Ricchissimo, potente, invidiato, Jay Gatsby è il re senza corona di West Egg. Nella sua villa sfarzosa lungo l’Hudson, a Long Island, è lo sfuggente anfitrione di una corte fastosa e stravagante, che nutre di lussuosi ricevimenti. Ma non è felice: dal mistero del suo passato emerge a tratti il ricordo di un grande amore giovanile. Gatsby insegue disperatamente il sogno di ritrovare Daisy, di far rivivere il legame con la donna che lo ha respinto, povero e senza prospettive, per sposare il rampollo di una delle più grandi famiglie americane.
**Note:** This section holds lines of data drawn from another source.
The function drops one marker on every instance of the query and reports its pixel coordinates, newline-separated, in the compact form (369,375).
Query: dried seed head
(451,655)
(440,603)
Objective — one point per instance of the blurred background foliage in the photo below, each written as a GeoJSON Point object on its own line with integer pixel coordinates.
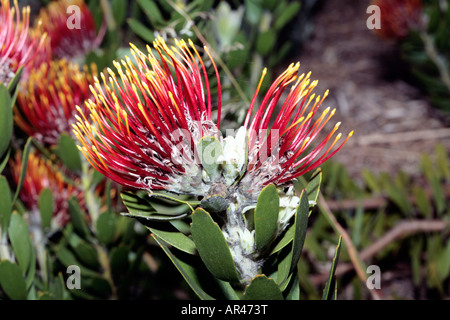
{"type": "Point", "coordinates": [397, 222]}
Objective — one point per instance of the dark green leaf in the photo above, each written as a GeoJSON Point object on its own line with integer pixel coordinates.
{"type": "Point", "coordinates": [77, 217]}
{"type": "Point", "coordinates": [12, 86]}
{"type": "Point", "coordinates": [6, 120]}
{"type": "Point", "coordinates": [266, 216]}
{"type": "Point", "coordinates": [12, 281]}
{"type": "Point", "coordinates": [141, 30]}
{"type": "Point", "coordinates": [287, 15]}
{"type": "Point", "coordinates": [119, 10]}
{"type": "Point", "coordinates": [152, 11]}
{"type": "Point", "coordinates": [45, 203]}
{"type": "Point", "coordinates": [176, 239]}
{"type": "Point", "coordinates": [20, 241]}
{"type": "Point", "coordinates": [213, 247]}
{"type": "Point", "coordinates": [313, 187]}
{"type": "Point", "coordinates": [265, 42]}
{"type": "Point", "coordinates": [262, 288]}
{"type": "Point", "coordinates": [328, 291]}
{"type": "Point", "coordinates": [106, 227]}
{"type": "Point", "coordinates": [301, 224]}
{"type": "Point", "coordinates": [188, 272]}
{"type": "Point", "coordinates": [68, 152]}
{"type": "Point", "coordinates": [23, 169]}
{"type": "Point", "coordinates": [5, 203]}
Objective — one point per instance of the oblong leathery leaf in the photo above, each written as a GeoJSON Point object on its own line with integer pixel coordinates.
{"type": "Point", "coordinates": [68, 152]}
{"type": "Point", "coordinates": [328, 290]}
{"type": "Point", "coordinates": [176, 239]}
{"type": "Point", "coordinates": [6, 119]}
{"type": "Point", "coordinates": [263, 288]}
{"type": "Point", "coordinates": [187, 271]}
{"type": "Point", "coordinates": [12, 281]}
{"type": "Point", "coordinates": [313, 187]}
{"type": "Point", "coordinates": [301, 224]}
{"type": "Point", "coordinates": [5, 203]}
{"type": "Point", "coordinates": [266, 216]}
{"type": "Point", "coordinates": [212, 246]}
{"type": "Point", "coordinates": [45, 203]}
{"type": "Point", "coordinates": [23, 168]}
{"type": "Point", "coordinates": [20, 241]}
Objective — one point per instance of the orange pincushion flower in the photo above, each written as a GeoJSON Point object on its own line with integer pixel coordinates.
{"type": "Point", "coordinates": [398, 17]}
{"type": "Point", "coordinates": [147, 129]}
{"type": "Point", "coordinates": [18, 46]}
{"type": "Point", "coordinates": [70, 39]}
{"type": "Point", "coordinates": [46, 102]}
{"type": "Point", "coordinates": [42, 174]}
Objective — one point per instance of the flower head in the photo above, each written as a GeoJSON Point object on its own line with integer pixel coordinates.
{"type": "Point", "coordinates": [72, 36]}
{"type": "Point", "coordinates": [46, 102]}
{"type": "Point", "coordinates": [18, 45]}
{"type": "Point", "coordinates": [42, 174]}
{"type": "Point", "coordinates": [153, 128]}
{"type": "Point", "coordinates": [398, 17]}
Dovrà mettere in gioco tutto il peso del suo fascino e del suo potere, ma servirà solo a dare vita a una dolce follia destinata a finire in tragedia.

Un estratto

Quello alla mia destra era qualcosa di colossale sotto tutti i punti di vista: una copia accurata di qualche Hôtel de Ville della Normandia, con una torre da una parte, incredibilmente nuova sotto una barba rada di edera ancora giovane, una piscina di marmo e più di venti ettari di prato e giardino. Era il palazzo di Gatsby. […] Quanto alla mia casa, era un pugno in un occhio, ma un pugno tanto piccolo da essere trascurabile, così avevo il panorama sul mare, una vista parziale sul prato del mio vicino e la rassicurante prossimità di gente milionaria, tutto per ottanta dollari al mese

La recensione

Quando leggiamo un classico tendiamo ad aspettarci molto: un classico non può di certo essere un brutto libro o non sarebbe classico. Il rischio che le aspettative vengano deluse aumenta quindi considerevolmente. Perché questa introduzione così pessimista? “Il grande Gatsby” mi è piaciuto molto, eppure ho sentito l’assenza di qualcosa che lo rendesse al di sopra di altri libri che ho letto.
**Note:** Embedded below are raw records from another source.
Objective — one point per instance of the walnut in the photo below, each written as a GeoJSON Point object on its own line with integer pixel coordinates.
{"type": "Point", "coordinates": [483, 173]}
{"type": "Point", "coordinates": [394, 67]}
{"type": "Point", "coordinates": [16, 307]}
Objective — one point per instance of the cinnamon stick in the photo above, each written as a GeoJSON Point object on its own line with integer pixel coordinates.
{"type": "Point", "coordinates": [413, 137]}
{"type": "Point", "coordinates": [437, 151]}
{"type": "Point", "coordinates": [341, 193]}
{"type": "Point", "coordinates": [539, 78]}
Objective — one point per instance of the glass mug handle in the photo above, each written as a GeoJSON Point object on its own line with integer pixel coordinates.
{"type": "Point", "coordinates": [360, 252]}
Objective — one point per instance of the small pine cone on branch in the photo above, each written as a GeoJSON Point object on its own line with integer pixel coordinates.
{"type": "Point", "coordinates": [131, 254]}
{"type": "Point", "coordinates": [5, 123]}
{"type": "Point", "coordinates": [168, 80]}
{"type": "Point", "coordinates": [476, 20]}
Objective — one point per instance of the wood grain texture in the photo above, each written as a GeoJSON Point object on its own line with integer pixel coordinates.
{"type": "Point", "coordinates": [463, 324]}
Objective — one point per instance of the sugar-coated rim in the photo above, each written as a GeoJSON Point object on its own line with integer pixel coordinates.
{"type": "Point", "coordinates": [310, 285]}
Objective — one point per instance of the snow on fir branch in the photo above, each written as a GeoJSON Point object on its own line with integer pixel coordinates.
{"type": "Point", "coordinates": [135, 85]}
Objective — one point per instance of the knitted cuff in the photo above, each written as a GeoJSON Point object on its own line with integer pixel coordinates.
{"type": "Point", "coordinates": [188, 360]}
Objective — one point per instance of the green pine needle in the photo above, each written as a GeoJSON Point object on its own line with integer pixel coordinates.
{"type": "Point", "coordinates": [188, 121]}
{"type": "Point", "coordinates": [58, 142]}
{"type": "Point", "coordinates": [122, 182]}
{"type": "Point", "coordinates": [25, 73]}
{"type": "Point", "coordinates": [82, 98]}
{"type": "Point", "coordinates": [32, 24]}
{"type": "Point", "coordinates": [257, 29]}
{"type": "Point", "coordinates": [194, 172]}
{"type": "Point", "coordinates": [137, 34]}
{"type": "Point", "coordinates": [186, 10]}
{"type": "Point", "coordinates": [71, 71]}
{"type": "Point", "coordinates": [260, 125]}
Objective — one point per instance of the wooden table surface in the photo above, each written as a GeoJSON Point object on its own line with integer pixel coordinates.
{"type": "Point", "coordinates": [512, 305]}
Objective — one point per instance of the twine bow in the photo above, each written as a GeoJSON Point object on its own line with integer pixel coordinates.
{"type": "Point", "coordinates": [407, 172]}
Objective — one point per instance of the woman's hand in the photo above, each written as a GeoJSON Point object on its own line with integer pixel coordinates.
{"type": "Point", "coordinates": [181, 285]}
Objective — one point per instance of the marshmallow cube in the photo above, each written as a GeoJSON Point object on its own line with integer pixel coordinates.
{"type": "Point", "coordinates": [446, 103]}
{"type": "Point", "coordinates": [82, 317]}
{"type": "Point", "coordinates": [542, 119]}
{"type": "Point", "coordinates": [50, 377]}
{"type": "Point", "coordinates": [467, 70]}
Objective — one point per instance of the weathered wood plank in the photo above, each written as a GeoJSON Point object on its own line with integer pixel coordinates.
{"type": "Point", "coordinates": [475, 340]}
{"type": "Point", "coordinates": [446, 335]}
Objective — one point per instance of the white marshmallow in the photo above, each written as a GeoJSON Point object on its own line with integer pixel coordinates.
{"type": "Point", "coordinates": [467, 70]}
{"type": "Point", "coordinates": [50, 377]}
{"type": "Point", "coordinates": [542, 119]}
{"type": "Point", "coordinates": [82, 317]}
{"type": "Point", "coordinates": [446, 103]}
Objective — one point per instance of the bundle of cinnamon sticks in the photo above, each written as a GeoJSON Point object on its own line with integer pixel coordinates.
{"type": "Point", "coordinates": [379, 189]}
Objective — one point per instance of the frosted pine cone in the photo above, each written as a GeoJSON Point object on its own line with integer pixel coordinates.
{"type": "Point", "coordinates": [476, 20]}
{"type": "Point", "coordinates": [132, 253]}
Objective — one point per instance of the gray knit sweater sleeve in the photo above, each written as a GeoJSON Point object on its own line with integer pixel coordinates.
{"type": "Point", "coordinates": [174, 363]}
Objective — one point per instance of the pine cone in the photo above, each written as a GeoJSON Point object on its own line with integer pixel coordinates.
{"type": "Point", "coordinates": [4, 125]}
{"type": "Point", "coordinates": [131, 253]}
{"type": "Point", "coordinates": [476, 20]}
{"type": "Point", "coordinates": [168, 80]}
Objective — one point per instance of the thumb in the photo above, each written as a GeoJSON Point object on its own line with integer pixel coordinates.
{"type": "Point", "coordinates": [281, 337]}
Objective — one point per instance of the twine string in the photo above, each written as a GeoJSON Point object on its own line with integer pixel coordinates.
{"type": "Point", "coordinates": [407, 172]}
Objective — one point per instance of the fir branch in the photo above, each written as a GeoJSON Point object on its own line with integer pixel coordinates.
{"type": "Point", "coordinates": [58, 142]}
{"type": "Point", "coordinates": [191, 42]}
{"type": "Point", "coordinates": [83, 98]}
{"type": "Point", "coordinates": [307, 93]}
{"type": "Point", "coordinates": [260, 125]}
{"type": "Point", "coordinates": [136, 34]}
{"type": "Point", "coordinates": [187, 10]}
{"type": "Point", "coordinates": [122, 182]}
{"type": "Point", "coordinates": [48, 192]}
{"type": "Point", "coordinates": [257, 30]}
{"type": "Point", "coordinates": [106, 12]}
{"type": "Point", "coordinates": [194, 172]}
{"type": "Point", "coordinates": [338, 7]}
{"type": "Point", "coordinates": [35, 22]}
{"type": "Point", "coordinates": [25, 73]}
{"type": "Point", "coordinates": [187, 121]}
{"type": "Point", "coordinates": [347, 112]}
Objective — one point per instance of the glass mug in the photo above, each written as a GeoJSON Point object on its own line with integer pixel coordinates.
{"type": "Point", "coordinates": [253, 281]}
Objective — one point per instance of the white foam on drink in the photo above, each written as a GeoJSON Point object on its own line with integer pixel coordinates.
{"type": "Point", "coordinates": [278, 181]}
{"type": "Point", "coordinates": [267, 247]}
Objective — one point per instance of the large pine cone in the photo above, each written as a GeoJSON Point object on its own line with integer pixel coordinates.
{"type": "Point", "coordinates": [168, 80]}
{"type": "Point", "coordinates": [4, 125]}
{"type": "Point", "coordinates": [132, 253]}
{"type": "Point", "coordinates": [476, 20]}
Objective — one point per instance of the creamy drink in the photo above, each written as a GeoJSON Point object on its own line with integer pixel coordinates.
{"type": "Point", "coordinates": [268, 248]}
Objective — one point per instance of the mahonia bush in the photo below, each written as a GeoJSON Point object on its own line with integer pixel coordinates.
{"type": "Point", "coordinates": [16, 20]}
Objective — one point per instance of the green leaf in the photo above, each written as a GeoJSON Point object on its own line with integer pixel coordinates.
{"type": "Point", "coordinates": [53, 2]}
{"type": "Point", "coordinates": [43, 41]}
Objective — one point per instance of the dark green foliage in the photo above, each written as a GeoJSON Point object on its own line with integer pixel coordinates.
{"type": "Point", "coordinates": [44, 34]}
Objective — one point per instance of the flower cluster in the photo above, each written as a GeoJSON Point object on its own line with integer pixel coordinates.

È un bel libro, con una trama semplice ma interessante, molto ben sviluppata. I personaggi sono tutti il piccolo tassello di un puzzle, si muovono nel loro ambiente, interagiscono ed esaltano incosapevolmente i vizi delle classi a cui appartengono. Gatsby in particolare è indubbiamente il più realistico e umano, convinto di poter riconquistare il proprio amore giovanile attraverso la ricchezza, il lusso, e un’apparente grandezza che alla fine della storia si sbriciolerà come polvere. Insieme a uno stile scorrevole, a tratti divertente e ironico, semplice ma senza mai risultare banale, questi singoli elementi rendono “Il grande Gatsby” una lettura incalzante e capace di apportare spunti di riflessione.
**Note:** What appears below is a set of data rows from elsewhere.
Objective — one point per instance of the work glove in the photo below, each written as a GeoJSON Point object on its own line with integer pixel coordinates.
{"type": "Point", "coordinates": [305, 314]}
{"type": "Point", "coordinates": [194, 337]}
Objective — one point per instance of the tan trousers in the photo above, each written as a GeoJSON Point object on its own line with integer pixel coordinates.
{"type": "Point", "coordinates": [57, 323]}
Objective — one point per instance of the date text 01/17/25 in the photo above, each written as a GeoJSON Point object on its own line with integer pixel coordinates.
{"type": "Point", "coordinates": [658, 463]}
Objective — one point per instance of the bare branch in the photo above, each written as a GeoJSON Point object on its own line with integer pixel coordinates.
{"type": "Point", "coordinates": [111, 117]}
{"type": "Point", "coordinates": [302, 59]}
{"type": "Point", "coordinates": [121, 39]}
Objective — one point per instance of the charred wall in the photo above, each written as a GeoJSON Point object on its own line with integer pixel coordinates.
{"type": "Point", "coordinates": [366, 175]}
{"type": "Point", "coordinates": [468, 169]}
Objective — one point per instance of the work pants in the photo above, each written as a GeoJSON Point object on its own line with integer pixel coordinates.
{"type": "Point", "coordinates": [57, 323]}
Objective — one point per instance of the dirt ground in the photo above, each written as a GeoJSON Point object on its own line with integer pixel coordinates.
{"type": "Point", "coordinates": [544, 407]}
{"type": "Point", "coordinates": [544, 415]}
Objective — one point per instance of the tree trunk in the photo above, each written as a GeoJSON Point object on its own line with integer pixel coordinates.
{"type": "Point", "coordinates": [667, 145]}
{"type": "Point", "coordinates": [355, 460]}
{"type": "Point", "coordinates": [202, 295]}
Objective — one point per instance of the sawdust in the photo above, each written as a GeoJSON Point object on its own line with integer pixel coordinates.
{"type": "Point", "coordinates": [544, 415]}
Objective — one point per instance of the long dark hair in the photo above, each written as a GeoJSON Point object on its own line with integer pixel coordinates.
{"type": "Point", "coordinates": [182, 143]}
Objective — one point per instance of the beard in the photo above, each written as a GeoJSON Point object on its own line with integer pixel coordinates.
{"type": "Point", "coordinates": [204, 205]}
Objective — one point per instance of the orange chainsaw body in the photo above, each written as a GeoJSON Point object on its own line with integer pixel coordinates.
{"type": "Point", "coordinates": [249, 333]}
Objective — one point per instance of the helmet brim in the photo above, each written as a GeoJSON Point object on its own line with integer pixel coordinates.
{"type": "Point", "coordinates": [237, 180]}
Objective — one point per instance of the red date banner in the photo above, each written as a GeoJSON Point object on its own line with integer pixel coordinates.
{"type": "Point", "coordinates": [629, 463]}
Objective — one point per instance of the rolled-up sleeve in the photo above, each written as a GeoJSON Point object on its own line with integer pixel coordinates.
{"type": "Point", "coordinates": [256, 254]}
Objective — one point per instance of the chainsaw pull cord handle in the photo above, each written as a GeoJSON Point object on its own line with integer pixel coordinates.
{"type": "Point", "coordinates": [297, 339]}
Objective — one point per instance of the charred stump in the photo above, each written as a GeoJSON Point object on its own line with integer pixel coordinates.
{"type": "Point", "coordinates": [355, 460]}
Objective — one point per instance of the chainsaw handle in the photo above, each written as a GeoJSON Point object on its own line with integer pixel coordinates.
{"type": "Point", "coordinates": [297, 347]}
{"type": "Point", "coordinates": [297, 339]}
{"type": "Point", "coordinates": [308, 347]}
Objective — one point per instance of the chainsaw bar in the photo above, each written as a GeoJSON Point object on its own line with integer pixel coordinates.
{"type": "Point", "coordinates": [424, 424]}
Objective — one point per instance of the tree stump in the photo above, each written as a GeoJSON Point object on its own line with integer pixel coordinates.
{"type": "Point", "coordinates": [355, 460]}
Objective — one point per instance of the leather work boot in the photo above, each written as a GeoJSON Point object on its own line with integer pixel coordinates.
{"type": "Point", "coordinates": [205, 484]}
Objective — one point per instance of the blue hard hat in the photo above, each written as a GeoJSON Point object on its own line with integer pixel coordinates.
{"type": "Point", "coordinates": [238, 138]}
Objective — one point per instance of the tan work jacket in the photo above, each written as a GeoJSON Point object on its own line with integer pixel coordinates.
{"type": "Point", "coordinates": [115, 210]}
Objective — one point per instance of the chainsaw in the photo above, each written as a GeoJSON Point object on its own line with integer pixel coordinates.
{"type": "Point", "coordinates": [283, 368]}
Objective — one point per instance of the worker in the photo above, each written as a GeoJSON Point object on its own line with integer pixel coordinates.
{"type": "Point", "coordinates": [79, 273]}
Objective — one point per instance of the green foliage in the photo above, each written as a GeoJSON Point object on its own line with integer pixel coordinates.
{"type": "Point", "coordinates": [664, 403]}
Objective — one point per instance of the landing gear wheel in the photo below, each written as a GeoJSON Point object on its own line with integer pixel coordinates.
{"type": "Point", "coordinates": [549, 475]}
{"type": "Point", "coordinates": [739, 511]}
Tuttavia, sono solita pensare che, prima di giudicare un libro, bisogni tenere conto dell’epoca e del contesto storico in cui è stato scritto. Quello che io alla fine assegno non è un voto (perché di certo non sono una critica letteraria) ma è semplicemente il mio gradimento personale che dipende dai miei gusti e dalle mie idee. Personalmente posso dirvi che alla fine del libro ho provato un senso di amarezza per il triste epilogo, ma anche un sentimento di “Tutto qui?”. Non fraintendetemi, è un bellissimo libro, però mi sarebbe piaciuto ancora di più se fosse durato ancora qualche pagina. Evidentemente, però, non c’era altro da raccontare. A suo tempo fu sicuramente un romanzo innovativo per i temi trattati, per l’ambientazione, per la contraddittoria figura di Gatsby e via dicendo. Quando io leggo, però, non penso a ciò e semplicemente seguo le mie emozioni, che sono quelle che vi ho scritto: un libro bello ma a cui manca qualcosa.